Charlotte, quant à elle, est secrètement jalouse de ma vie de célibataire. Elle pense drague et débauche. Elle pense luxure et chasse à l’homme. Elle pense retour aux aurores, un type à chaque bras. Elle pense gueule dans le cul et Paracetamol.
« Oh, fais-moi mal, Johny Johny »
Mais la réalité est loin d’être aussi rock and roll.
Ce vendredi, j’ai rejoint des amis avec lesquels nous encadrions des enfants lors de stages d’été. Cette année, c’était un peu spécial puisque nous fêtions les 20 ans d’existence de ce stage. J’ai donc décidé de leur faire l’honneur de ma visite. « 20 ans. Nom d’une pipette ! Voilà qui ne me rajeunit pas », me suis-je dit en franchissant la grille.
Je me suis installée sur un banc en bois. La jeune femme qui était assise à côté de moi s’est aussitôt écriée « Oh ! je me souviens de toi ! Tu étais ma monitrice quand j’étais enfant. Ce qui est marrant, c’est que ce sont maintenant mes enfants qui viennent au stage chaque été. Regarde : le poussin qui est là tout au fond et la grenouille mauve, ce sont mes enfants ! »
« Moi, à cet instant là »
Il y avait en effet, parmi les martiens, les pirates et des escargots, un poussin qui tremblait en bavant sur ses doigts et une grenouille mauve qui brandissait une épée en carton recouverte d’aluminium.

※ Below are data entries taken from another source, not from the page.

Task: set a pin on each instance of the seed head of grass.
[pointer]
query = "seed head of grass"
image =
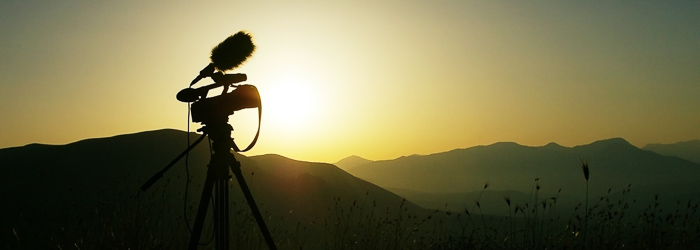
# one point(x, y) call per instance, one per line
point(584, 166)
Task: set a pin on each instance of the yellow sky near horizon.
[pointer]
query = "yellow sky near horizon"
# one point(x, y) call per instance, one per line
point(378, 79)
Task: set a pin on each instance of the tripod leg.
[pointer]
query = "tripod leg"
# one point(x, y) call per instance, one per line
point(221, 213)
point(236, 168)
point(201, 212)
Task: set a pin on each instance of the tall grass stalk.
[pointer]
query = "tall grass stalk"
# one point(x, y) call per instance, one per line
point(586, 173)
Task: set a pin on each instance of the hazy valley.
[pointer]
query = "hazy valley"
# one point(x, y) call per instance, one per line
point(57, 193)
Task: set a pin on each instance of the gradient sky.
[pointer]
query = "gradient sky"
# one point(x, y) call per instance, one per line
point(379, 79)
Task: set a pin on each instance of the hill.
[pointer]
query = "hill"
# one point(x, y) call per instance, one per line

Sur l’avant de la scène, un crocodile dont le maquillage avait coulé à cause de la chaleur chantait un air inaudible en triturant ses crottes de nez. « Et lui, c’est mon grand ! » s’exclamât-elle fièrement en brandissant son caméscope. Elle filmait tout le spectacle sans en rater une seule miette. « En voilà qui vont passer de chouettes soirées de visionnage cet hiver », pensai-je en hautaine cinéphile.
« Ils sont choupinous, hein, mes petits chéris ?! »
Reconnaissez que j’étais loin de l’ambiance drague et bar à rhum, et apprendre qu’une petite fille que j’avais eue en stage était elle-même mère de trois enfants, c’était un peu brutalisant.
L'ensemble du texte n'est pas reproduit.